Human beings are naturally tribal. Unlike those holier-than-thou sea turtles, we bipeds are drawn toward other members of our species with similar interests, characteristics and backgrounds.
Fortunately, this biological quirk isn’t thwarted by the anonymity of cyberspace. There are an unimaginable number of online communities floating around your silly human head right now, some of which can prove invaluable to your career.
But which ones are worth joining?
With its origins dating back to 2007, HN is an old man by Internet standards. But age has been kind. The HN community is sharper than ever and provides a welcome contrast to its meme-heavy social news competitors.

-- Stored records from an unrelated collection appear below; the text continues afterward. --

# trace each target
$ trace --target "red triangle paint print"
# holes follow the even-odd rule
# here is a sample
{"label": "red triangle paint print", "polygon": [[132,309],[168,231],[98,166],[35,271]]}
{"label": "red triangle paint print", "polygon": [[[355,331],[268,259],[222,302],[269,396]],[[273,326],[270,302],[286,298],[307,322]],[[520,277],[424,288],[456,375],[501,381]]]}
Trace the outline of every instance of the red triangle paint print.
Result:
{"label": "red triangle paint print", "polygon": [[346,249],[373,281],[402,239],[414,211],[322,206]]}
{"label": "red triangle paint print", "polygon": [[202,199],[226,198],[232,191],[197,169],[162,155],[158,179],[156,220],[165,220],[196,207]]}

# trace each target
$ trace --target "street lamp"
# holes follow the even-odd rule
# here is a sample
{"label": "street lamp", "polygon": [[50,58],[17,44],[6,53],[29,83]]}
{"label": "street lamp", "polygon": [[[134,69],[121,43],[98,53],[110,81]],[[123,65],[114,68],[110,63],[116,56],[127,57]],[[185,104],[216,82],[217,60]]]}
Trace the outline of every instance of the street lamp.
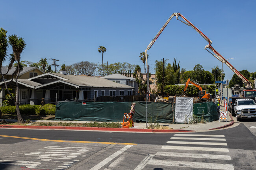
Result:
{"label": "street lamp", "polygon": [[[226,61],[227,60],[230,60],[230,59],[233,59],[234,58],[230,58],[227,59],[226,60]],[[223,75],[223,63],[224,62],[223,62],[224,61],[224,60],[223,60],[222,62],[221,62],[221,80],[223,80],[222,79],[222,75]],[[223,88],[223,84],[222,84],[222,83],[221,83],[221,103],[222,103],[222,89]]]}

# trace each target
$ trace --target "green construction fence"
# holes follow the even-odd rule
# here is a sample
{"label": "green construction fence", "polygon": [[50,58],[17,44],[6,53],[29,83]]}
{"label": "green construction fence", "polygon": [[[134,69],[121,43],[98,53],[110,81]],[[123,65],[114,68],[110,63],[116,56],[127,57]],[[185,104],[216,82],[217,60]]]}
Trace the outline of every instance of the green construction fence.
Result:
{"label": "green construction fence", "polygon": [[[134,121],[145,122],[146,102],[135,102],[136,105]],[[122,122],[124,113],[129,113],[131,104],[132,102],[60,102],[56,106],[55,119]],[[200,109],[197,108],[200,107],[201,108]],[[201,110],[203,107],[203,112]],[[147,122],[175,122],[175,121],[173,120],[174,111],[175,105],[174,105],[173,103],[148,102]],[[208,122],[218,120],[219,118],[217,106],[212,102],[194,104],[193,113],[200,118],[203,114],[204,119]]]}

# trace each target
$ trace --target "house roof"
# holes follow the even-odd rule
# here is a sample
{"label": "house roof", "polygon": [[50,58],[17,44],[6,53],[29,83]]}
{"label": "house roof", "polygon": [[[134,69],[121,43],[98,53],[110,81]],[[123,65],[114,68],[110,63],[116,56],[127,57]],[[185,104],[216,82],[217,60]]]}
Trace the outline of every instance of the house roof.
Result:
{"label": "house roof", "polygon": [[136,80],[136,79],[133,77],[128,77],[126,76],[119,73],[111,74],[110,75],[103,77],[102,78],[106,79],[126,79],[133,81],[135,81]]}
{"label": "house roof", "polygon": [[[20,71],[20,75],[22,75],[23,74],[25,73],[32,70],[33,70],[35,69],[40,71],[43,73],[44,73],[44,72],[43,71],[41,70],[40,69],[39,69],[36,67],[23,67],[23,69],[21,71]],[[8,73],[7,74],[7,75],[12,75],[14,71],[15,71],[15,69],[16,69],[16,68],[15,68],[15,67],[12,67],[11,68],[11,69],[10,69],[10,70],[9,70],[9,71],[8,71]],[[7,66],[2,67],[2,73],[3,74],[6,74],[6,73],[7,73],[7,71],[8,71],[8,67]]]}
{"label": "house roof", "polygon": [[[45,84],[36,83],[35,81],[40,82],[39,80],[49,77],[57,78],[52,82]],[[134,88],[132,87],[125,84],[121,84],[102,78],[93,77],[87,76],[79,76],[74,75],[64,75],[63,74],[47,73],[43,75],[31,78],[28,79],[19,79],[19,81],[33,86],[35,88],[39,88],[57,83],[62,83],[72,86],[76,88],[97,87],[109,88]],[[37,84],[36,83],[38,83]]]}

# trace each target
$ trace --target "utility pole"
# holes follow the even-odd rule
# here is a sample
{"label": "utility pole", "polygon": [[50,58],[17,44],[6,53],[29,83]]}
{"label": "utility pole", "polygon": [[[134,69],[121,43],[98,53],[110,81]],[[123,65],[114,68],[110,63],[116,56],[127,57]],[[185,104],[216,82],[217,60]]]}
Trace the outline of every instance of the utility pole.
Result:
{"label": "utility pole", "polygon": [[163,79],[164,79],[164,68],[165,68],[165,65],[164,65],[164,59],[163,58],[163,75],[162,75],[162,96],[163,97]]}
{"label": "utility pole", "polygon": [[52,66],[54,66],[54,73],[56,73],[56,66],[59,66],[59,65],[57,65],[56,64],[56,61],[59,61],[59,60],[57,60],[57,59],[54,59],[54,58],[50,58],[50,60],[53,60],[53,63],[51,64],[51,65]]}

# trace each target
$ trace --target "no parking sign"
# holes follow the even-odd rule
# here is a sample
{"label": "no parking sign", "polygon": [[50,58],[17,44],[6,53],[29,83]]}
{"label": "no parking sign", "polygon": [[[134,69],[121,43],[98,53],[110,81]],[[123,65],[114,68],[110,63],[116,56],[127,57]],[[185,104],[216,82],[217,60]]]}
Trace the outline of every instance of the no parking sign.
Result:
{"label": "no parking sign", "polygon": [[226,120],[226,122],[227,121],[227,112],[223,110],[221,110],[219,113],[219,121],[221,121],[221,119]]}

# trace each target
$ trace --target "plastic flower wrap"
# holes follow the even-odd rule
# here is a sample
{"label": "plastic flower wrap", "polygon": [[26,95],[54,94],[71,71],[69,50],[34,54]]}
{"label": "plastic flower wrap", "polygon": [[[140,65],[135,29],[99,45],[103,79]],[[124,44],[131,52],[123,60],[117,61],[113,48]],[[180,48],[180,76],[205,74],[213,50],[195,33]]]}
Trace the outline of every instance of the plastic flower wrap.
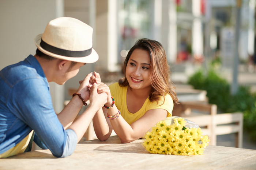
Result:
{"label": "plastic flower wrap", "polygon": [[142,144],[154,154],[203,155],[210,140],[202,133],[195,123],[180,117],[168,117],[146,133]]}

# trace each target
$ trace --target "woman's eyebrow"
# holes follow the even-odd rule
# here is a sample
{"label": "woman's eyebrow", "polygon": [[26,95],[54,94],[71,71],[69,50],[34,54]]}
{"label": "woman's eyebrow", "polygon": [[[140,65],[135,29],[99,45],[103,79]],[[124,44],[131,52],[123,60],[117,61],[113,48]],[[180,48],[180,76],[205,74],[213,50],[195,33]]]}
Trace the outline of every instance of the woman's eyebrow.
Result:
{"label": "woman's eyebrow", "polygon": [[[132,61],[133,61],[133,62],[135,62],[135,63],[138,63],[138,62],[137,62],[135,60],[133,60],[132,59],[131,59],[131,60]],[[148,65],[148,66],[150,66],[150,64],[148,64],[148,63],[141,63],[141,64],[142,64]]]}

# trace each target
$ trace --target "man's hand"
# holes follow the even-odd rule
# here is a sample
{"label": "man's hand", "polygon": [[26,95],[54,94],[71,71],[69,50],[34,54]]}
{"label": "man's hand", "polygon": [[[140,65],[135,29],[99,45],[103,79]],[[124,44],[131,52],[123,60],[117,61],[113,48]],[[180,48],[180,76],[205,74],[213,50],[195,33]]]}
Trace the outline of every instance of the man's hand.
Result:
{"label": "man's hand", "polygon": [[91,89],[91,94],[90,96],[90,104],[91,107],[95,108],[96,110],[98,110],[101,108],[107,102],[108,95],[105,92],[98,93],[98,86],[96,83],[93,85]]}
{"label": "man's hand", "polygon": [[[108,98],[107,98],[108,101],[106,103],[104,104],[105,104],[106,106],[111,106],[113,102],[113,100],[111,98],[111,94],[110,92],[110,90],[109,90],[109,87],[106,84],[104,84],[103,83],[100,83],[97,84],[97,92],[98,93],[100,94],[102,93],[106,93],[107,95],[108,95]],[[92,91],[91,90],[90,92],[90,95],[92,92]]]}
{"label": "man's hand", "polygon": [[90,84],[91,84],[92,85],[94,83],[98,84],[101,82],[101,76],[99,75],[99,74],[96,71],[94,71],[94,75],[93,75],[93,76],[91,77],[91,79],[90,79]]}
{"label": "man's hand", "polygon": [[81,94],[81,97],[86,102],[90,98],[89,88],[90,87],[91,85],[90,86],[89,81],[92,76],[93,76],[93,73],[91,72],[86,75],[83,80],[80,81],[79,82],[80,86],[77,91],[77,92]]}

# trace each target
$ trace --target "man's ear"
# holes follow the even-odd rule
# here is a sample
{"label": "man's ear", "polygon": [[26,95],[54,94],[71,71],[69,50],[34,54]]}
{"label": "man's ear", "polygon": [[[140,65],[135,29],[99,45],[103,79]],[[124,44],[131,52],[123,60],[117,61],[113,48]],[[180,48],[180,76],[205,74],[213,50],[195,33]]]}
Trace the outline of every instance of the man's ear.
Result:
{"label": "man's ear", "polygon": [[59,63],[58,68],[60,70],[68,68],[68,61],[64,60],[60,60],[60,62]]}

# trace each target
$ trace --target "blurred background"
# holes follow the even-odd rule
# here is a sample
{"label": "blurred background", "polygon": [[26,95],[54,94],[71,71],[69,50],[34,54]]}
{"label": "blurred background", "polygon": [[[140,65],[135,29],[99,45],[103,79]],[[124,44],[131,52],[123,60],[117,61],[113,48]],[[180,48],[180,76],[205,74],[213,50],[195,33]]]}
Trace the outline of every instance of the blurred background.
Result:
{"label": "blurred background", "polygon": [[[99,60],[64,85],[50,83],[59,113],[87,74],[116,82],[136,41],[157,40],[177,90],[206,91],[218,113],[243,113],[244,147],[256,149],[255,8],[255,0],[0,0],[0,70],[34,55],[34,37],[53,19],[90,25]],[[236,137],[228,135],[217,138],[217,145],[234,147]]]}

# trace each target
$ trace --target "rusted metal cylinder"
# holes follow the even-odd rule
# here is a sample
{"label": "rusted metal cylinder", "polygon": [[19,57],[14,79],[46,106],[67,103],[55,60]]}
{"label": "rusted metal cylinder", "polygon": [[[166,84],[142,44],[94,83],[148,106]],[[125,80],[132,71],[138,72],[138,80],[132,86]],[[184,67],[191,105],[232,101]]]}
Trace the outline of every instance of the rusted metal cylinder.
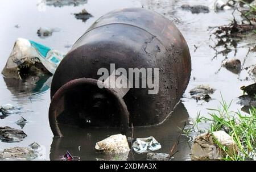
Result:
{"label": "rusted metal cylinder", "polygon": [[[111,64],[127,71],[159,69],[158,94],[148,94],[151,89],[140,87],[122,98],[114,89],[98,88],[98,69],[110,71]],[[61,135],[58,123],[75,125],[81,120],[92,127],[121,127],[123,131],[131,124],[160,124],[179,102],[191,70],[187,43],[168,19],[143,9],[106,14],[77,41],[54,74],[49,111],[53,134]],[[86,118],[86,114],[95,114],[88,112],[90,107],[98,106],[101,112]]]}

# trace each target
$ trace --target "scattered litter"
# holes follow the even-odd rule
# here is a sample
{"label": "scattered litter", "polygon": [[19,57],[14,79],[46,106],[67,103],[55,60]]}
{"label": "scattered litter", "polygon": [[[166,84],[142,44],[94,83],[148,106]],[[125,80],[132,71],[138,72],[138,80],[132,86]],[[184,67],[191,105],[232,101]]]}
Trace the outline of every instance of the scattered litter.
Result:
{"label": "scattered litter", "polygon": [[13,110],[15,108],[14,106],[11,104],[7,104],[1,107],[2,108],[4,108],[6,110]]}
{"label": "scattered litter", "polygon": [[238,147],[228,133],[222,131],[206,132],[196,137],[191,148],[192,160],[217,160],[225,156],[223,150],[214,142],[216,139],[220,144],[226,147],[226,152],[230,154],[237,153]]}
{"label": "scattered litter", "polygon": [[0,127],[0,140],[2,142],[19,142],[23,140],[27,136],[23,131],[9,127]]}
{"label": "scattered litter", "polygon": [[41,147],[40,145],[36,142],[32,142],[32,144],[29,145],[28,146],[31,148],[32,149],[38,149]]}
{"label": "scattered litter", "polygon": [[192,14],[208,13],[210,12],[209,7],[203,5],[195,5],[191,6],[188,5],[183,5],[181,9],[185,10],[191,11]]}
{"label": "scattered litter", "polygon": [[5,149],[0,152],[0,160],[32,160],[39,156],[39,153],[30,148],[14,147]]}
{"label": "scattered litter", "polygon": [[87,3],[87,0],[46,0],[46,5],[53,6],[55,7],[61,7],[65,6],[77,6]]}
{"label": "scattered litter", "polygon": [[20,126],[20,128],[22,129],[25,126],[26,124],[27,123],[27,120],[23,118],[22,116],[20,117],[20,118],[15,122],[15,123],[18,125]]}
{"label": "scattered litter", "polygon": [[2,73],[22,79],[23,73],[53,74],[64,55],[34,41],[19,38]]}
{"label": "scattered litter", "polygon": [[63,160],[65,161],[72,161],[74,160],[72,156],[70,154],[70,153],[68,151],[67,151],[66,154],[63,156]]}
{"label": "scattered litter", "polygon": [[51,36],[53,32],[59,32],[59,29],[49,28],[46,27],[40,27],[37,31],[36,33],[38,36],[42,38]]}
{"label": "scattered litter", "polygon": [[210,8],[214,10],[215,12],[221,10],[227,10],[231,9],[234,6],[234,3],[230,0],[216,0],[213,2]]}
{"label": "scattered litter", "polygon": [[133,150],[138,153],[147,153],[159,150],[162,146],[153,137],[137,138],[133,144]]}
{"label": "scattered litter", "polygon": [[93,16],[85,9],[82,10],[79,13],[75,13],[74,15],[77,19],[82,20],[82,22],[85,22],[88,19]]}
{"label": "scattered litter", "polygon": [[15,26],[14,26],[15,27],[16,27],[16,28],[19,28],[20,27],[20,26],[19,24],[16,24]]}
{"label": "scattered litter", "polygon": [[150,152],[147,154],[148,161],[169,161],[169,154],[164,153]]}
{"label": "scattered litter", "polygon": [[0,119],[5,119],[11,114],[19,114],[20,112],[19,110],[20,109],[20,107],[14,107],[11,104],[7,104],[2,106],[0,106]]}
{"label": "scattered litter", "polygon": [[213,94],[215,89],[210,87],[208,85],[201,85],[196,86],[195,88],[190,90],[189,93],[191,95],[199,94]]}
{"label": "scattered litter", "polygon": [[135,141],[136,139],[134,138],[131,138],[131,137],[127,137],[127,140],[128,141],[128,142],[133,142],[134,141]]}
{"label": "scattered litter", "polygon": [[127,161],[129,155],[129,151],[125,153],[119,154],[96,154],[96,161]]}
{"label": "scattered litter", "polygon": [[66,153],[62,156],[60,160],[62,161],[80,161],[80,157],[72,156],[69,152],[67,151]]}
{"label": "scattered litter", "polygon": [[196,99],[196,101],[204,100],[208,102],[212,98],[209,94],[213,94],[215,89],[210,87],[208,85],[201,85],[192,89],[189,93],[192,98]]}
{"label": "scattered litter", "polygon": [[238,59],[232,59],[225,60],[223,62],[222,65],[229,71],[238,74],[241,71],[241,61]]}
{"label": "scattered litter", "polygon": [[243,94],[246,93],[248,95],[253,96],[256,94],[256,83],[247,86],[243,86],[240,89],[243,91]]}
{"label": "scattered litter", "polygon": [[124,153],[130,151],[126,136],[121,134],[112,135],[97,142],[95,149],[106,154]]}
{"label": "scattered litter", "polygon": [[238,103],[240,105],[256,107],[256,98],[254,95],[243,95],[239,97],[238,98],[240,100]]}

If the URL wasn't an obvious indicator, HN is run by the startup incubator Y Combinator, and boasts more or less the same design as it did eight years ago.
Like Reddit, HN is a social news platform dedicated to "anything that gratifies one's intellectual curiosity." Unlike Reddit, it tends to be much more civil.
If you’re building a product or starting a business, HN is a great place to receive genuine, constructive feedback while avoiding trolls and skirting the hivemind.
In summary, HN is worth joining if you’re:
- Looking for a civil, intelligent and helpful community of thinkers and makers.
- Interested in the latest and greatest marketing, tech and political news and happenings.
Raise your hand if you remember LayerVault. Anyone?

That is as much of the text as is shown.